Do you know of anything that can be done to eliminate fake matches due to a pot splitting agreement?
I have watched some fighting game tournaments where a finals match that should've been good was instead boring because the final two players agreed to split the pot and consequently did not care about the outcome.
The Olympics solves this issue quite neatly. A gold medal cannot be split. Perhaps a payout method less immediate than cash such as a check would make it inconvenient enough for the players to split the pot that they would not do it. EVO points help as well but not all tournaments give EVO points.
I wonder if a tournament system in which the players could pick their seeds after Round Robin / Pools would be appropriate. Each team would get to select their seed in the rank order of RR play based on Win - Loss, point differentials or what other bajillion metrics you decide on. You would still have the problem of kingmakers in rare edge cases.
In general you'd expect the seeds to come down to the traditional pairs of 1 - 8, 2 - 7, 3 - 6, 4 - 5. However in the edge cases of a pair being from the same country a team could intentionally pick a lower seed. Sounds odd, but you'd be giving people the option of playing a harder seed and every incentive possible to be win all your games in RR for that option.
@Sirlin
Your forfeiture stance is a non starter. I understand why it is good for the tournament from a game design stand point, but in a tournament why spectators and advertisers pay large sums of money to have access to these games (e.g. the Olympics). The existence of the tournament depends on them. For example, if forfeits were allowed then the last day of pool play may have a large number of forfeitures; something that would be unacceptable to spectators. Also, on a semi-related note, even though a couple of people brought it up, you haven't said what would happen if both teams wanted to forfeit.

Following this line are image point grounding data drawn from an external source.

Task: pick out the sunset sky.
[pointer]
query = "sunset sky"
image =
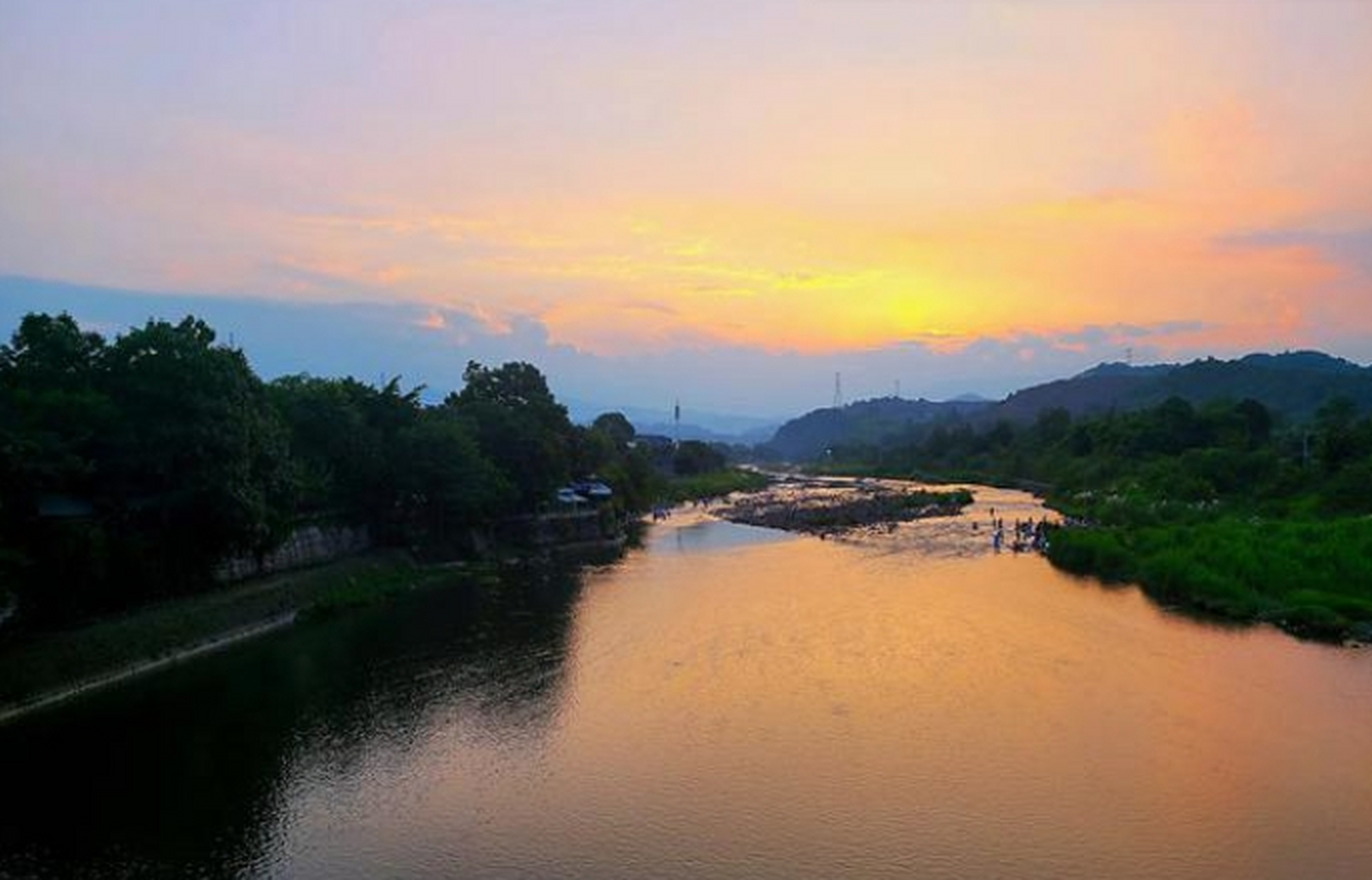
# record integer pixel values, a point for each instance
(718, 202)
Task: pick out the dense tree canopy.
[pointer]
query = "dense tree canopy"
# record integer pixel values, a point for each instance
(131, 468)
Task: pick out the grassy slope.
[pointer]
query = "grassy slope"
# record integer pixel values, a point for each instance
(51, 662)
(1311, 577)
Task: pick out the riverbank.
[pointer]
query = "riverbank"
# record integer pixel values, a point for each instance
(830, 507)
(1308, 575)
(45, 669)
(1312, 578)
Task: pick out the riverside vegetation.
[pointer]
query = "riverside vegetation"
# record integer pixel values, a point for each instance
(1226, 509)
(131, 468)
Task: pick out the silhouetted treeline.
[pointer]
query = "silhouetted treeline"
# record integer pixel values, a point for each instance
(1175, 450)
(129, 468)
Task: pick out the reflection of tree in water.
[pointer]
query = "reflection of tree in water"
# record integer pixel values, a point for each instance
(186, 773)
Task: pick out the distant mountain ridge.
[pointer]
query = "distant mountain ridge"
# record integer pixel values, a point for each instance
(865, 422)
(1293, 385)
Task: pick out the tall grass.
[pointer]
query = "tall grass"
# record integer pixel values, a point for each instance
(1311, 577)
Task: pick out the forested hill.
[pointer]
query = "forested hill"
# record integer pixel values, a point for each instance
(866, 422)
(1293, 386)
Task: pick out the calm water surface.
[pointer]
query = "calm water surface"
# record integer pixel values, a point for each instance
(726, 702)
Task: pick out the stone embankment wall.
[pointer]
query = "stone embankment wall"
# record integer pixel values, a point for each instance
(308, 545)
(551, 530)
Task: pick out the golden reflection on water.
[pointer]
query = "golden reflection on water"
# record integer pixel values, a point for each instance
(822, 699)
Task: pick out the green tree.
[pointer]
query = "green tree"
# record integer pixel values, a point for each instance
(519, 426)
(198, 463)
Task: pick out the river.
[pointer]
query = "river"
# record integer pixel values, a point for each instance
(723, 702)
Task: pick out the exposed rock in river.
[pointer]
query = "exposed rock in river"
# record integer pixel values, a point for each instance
(822, 507)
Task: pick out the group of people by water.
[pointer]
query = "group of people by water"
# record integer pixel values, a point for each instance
(1024, 536)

Your idea of randomizing the seeding after pool play does a couple of things. First, you are right it does eliminate incentives for losing. However, it also eliminates incentives for winning. Like someone else mentioned, this situation is similar to the SUMO wresting described in Freakonomics, and is, thus, ripe for bribery and payoffs.
Your idea of hiding the algorithm of the seeding would not work very well because of the limited variability that could be used. For soccer (something I am a bit more familiar with) you only have 3 real variables to use; wins, draws, (loses are constrained by the previous 2 variables) and net positive goals (the number of goals you have scored minus the number your opponents have scored). With such limited variables, algorithms would rarely created differences or only create a small number of differences between them.
The best solution offered so far (although not perfect) is to let the top seeds pick their opponent each round. This not only eliminates an incentive to lose, it keeps incentives for winning and even more, winning as by as much as possible (since that would factor into rankings). For example, selection for getting out of pool play would be the same as before, but then for rankings you could use the net positive points. That way, in the deterministic world where the 2 China teams are 1st and 3rd best, there would never be a reason for one team to tank and be in the lower half of the rankings.